Andrea Bolognino

Napoli 1991
Vive e lavora a Napoli e a Monaco di Baviera
Marcello Francolini
14 ottobre 2023

La scelta di voler tornare a rivedere Andrea Bolognino, giovane artista napoletano, già ospite lo scorso anno del progetto Panorama, è legata una serie di concause sollecitate dalla precedente analisi critica di Alessandra Troncone, che racchiudo qui in alcuni punti focali: segno, disegno e smaterializzazione tecnologica.

Proprio questa volontà di perseverare nel disegno per adeguarlo a una visione contemporanea rappresenta una peculiarità rara ma non del tutto isolata tra le ricerche delle nuove generazioni di artisti coevi a Bolognino, così come sembra emergere sempre più in questo materiale ‘panorama’ (intendendo il corpus di tutti gli artisti studio-visitati), tale da poterla definire una tendenza. La morfologia prevalente del disegno svela però entro questa tendenza, una espansione oltre la linea di contorno, secondo una figurazione che sembra tradire la peculiarità nitida della forma per lasciarla indefinita e quindi aperta alle relazioni possibili stabilite dall’osservatore. Qui il disegno viene impiegato come non-disegno, nel senso che la pratica si allarga a contenere in sé il fondo e tutte le azioni che lo coinvolgono come spazio costruito: il frottage, l’assemblaggio, l’addensamento di altra materia; muta il concetto stesso di segno, dall’azione diretta dell’incidere si annette quella mentale del montaggio: proiezioni digitali, scansioni analogiche, video-frame, fotografia.
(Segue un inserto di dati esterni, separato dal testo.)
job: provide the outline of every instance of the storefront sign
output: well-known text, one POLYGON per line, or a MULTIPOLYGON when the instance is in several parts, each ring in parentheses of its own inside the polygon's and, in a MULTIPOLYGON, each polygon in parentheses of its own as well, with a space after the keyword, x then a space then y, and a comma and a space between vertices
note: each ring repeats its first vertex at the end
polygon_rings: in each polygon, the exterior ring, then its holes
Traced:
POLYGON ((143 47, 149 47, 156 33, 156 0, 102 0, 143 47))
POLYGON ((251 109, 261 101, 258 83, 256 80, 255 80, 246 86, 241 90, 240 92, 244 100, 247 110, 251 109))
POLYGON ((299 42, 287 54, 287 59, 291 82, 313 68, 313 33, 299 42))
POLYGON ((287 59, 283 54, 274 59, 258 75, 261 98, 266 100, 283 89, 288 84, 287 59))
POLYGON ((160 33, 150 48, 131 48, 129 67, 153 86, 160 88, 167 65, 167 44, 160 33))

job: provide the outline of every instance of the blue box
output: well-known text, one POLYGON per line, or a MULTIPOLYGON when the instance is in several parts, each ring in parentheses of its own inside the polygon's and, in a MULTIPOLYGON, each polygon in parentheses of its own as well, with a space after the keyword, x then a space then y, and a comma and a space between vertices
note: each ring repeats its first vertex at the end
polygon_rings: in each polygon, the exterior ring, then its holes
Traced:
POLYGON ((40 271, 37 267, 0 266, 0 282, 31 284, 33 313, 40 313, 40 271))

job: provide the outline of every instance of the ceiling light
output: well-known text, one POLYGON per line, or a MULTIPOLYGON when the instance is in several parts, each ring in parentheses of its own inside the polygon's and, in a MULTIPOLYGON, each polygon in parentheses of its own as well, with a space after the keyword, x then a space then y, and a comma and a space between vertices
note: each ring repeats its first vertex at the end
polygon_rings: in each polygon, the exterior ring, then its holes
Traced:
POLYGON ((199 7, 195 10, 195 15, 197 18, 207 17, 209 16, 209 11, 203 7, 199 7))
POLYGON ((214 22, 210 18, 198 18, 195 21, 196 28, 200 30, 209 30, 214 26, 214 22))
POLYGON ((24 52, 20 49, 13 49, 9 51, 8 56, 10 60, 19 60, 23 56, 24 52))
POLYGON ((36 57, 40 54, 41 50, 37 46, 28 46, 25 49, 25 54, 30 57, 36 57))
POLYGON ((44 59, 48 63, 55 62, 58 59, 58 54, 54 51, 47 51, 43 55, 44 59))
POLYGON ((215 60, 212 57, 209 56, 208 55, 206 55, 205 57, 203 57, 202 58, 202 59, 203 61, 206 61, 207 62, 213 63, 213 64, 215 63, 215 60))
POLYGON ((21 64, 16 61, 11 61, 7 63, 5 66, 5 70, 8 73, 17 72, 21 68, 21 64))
In questo modo nuovo, il disegnare, diviene una prassi affine alla scultura, all’installazione all’ambiente, nel suo nuovo tentativo di ridefinizione del paesaggio contemporaneo come un paesaggio performativo, nel senso di essere nel suo giudizio, continuamente ridefinito dal suo osservatore.

Un modus operandi che riflette anche l’ultimissima ricerca dell’artista. In un modo che potremmo definire ‘naturamortista’, l’artista inizia a costruire delle direzioni di sguardo per l’osservatore, attraverso l’aggiunta di oggetti riconoscibili che si dispongono come motore attraverso cui riorientare le altre parti con il tutto. Questa nuova dimensione oggettuale di Bolognino lo svincola dal piano e la sua ricerca confluisce nei campi attigui del teatro e della coreografia, permettendo di costruire un disegno concreto che si espande alla scultura, alla scenografia, all’installazione.

Nell’opera Il guscio (2023), realizzata in occasione dello spettacolo teatrale La vera, vera storia di Peter Pan, con le scenografie curate da Lucrezia Longobardi e Nora De Blasio alle Officine San Carlo, il paesaggio si unisce visibilmente alla natura morta; Bolognino costruisce grosse teche di vetro contenenti terra, piante, oggetti trovati, gesso, argilla, colla, carta, dando vita a tableaux vivants di una vita vista al microscopio, come degli acquari che vivono animati dallo sguardo del fruitore. L’idea dell’oggetto permette di arrivare al disegno come restituzione formale privilegiata da Bolognino, il tratto unito alla variazione polimaterica delle superfici, genera quello che può essere definito amplificazione del corpo. Il concetto di corpo come soggetto agito origina l’opera Corpo aumentato, realizzata nel 2022 in dialogo con un elemento molto presente nella città di Napoli, l’edicola votiva. Un ambiente abitato da statue di figure sacre il cui corpo, caratterizzato da mutilazioni, ferite e abrasioni, induce lo spettatore a riflessioni quasi riconducibili a suggestioni di coinvolgimento emotivo, porta Bolognino a riflettere sul corpo contemporaneo inteso come campo di battaglia ibridato, modificato e condizionato da tecnologie che lo rendono per forza di cose aumentato.

Per adesso questi ultimi esperimenti sono fermi allo stadio di test e non ancora esplicitati entro cicli di lavori coerenti e organizzati. Con ciò non possiamo afferire l’avvenuta espansione della sua ricerca, ma di sicuro abbiamo potuto osservare un affascinante potenziale che può essere strutturato solo da un necessario approfondimento della simbologia da rappresentare. Quest’ultima non può essere lasciata al caso, ma mescolata, accresciuta da sempre più strati di possibile interpretazione iconologica.

L’artista plasma le sue figure attraverso elementi naturalistici e simbolici pregni di significati percettivi. Il corpo assume centralità dall’unione di più generi pittorici, paesaggio e natura morta e talvolta autoritratto. L’utilizzo del disegno, della prospettiva e della profondità stabilisce un punto importante che pone Bolognino in una posizione interessante nel panorama dell’arte contemporanea, restituisce il valore pittorico e atmosferico alla grafite e al carboncino, facendo coesistere il medium storico con la ricerca contemporanea.